UPDATE 1-No collapse at Saab, owner Spyker says
* Spyker says Swedish Saab not on verge of collapse
* Solving liquidity crunch
* Russian financier eyes stake
(Adds quotes on Antonov, background)
STOCKHOLM, April 4 (Reuters) - The production problems which hit loss-making Swedish carmaker Saab last week were a small glitch which the company will survive, Dutch owner Spyker Cars NV SPYKR.AS said on Monday.
Saab, based in western Sweden, had to stop production for three days after suppliers stopped deliveries due to unpaid bills. The problems, which Spyker has said are now solved, raised question marks about the company's finances.
But Spyker Chief Executive Victor Muller, whose company bought Saab in 2010 from General Motors (GM.N), remained upbeat. "Saab is still producing and it is not on the verge of collapse," Muller told a news conference where Saab was presenting new vehicles already shown at the Geneva auto show, including a concept sportscar model called the Saab PhoeniX.
"A small glitch does not change the fact that cars are being made," he added.
He said the company would by next year have the widest and newest range in its history and output this year would be weighted towards the latter half.
He repeated a forecast that output this year would be 80,000 cars and Saab would be profitable in 2012. Production this year would be weighted heavily to the latter end of 2011.

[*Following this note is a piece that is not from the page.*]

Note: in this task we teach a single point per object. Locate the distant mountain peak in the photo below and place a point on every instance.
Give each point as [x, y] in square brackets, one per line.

Saab President and Chief Executive Jan Ake Jonsson, who unexpectedly announced his retirement two weeks ago, said the company had faced a tightening in liquidity in the second half of the quarter but was working to solve the problem.
Efforts to boost Saab's long-term financing are focused on Russian businessman Vladimir Antonov, who has submitted an application to take a stake in the loss-making car manufacturer.
Antonov used to be a third owner in Spyker, but was forced out of the Saab deal by GM after media reports of links to organised crime, which he denied. He says he has cleared his name and that GM is ready to have him back as a shareholder.
Spyker has applied to allow Antonov back as a shareholder to the Swedish Debt Office, which must give its approval as Sweden has guaranteed a 400 million euro ($568.9 million) EIB loan.
Muller said he did not know when the permission from Sweden would be forthcoming, but hoped it would be soon.
He said any Antonov stake in Spyker would be below 30 percent, otherwise the Russian would have to make a bid for the whole of the company.
"I would love to have him back (as a shareholder)," Muller added, saying there had not been a "shred of evidence" of wrongdoing by Antonov.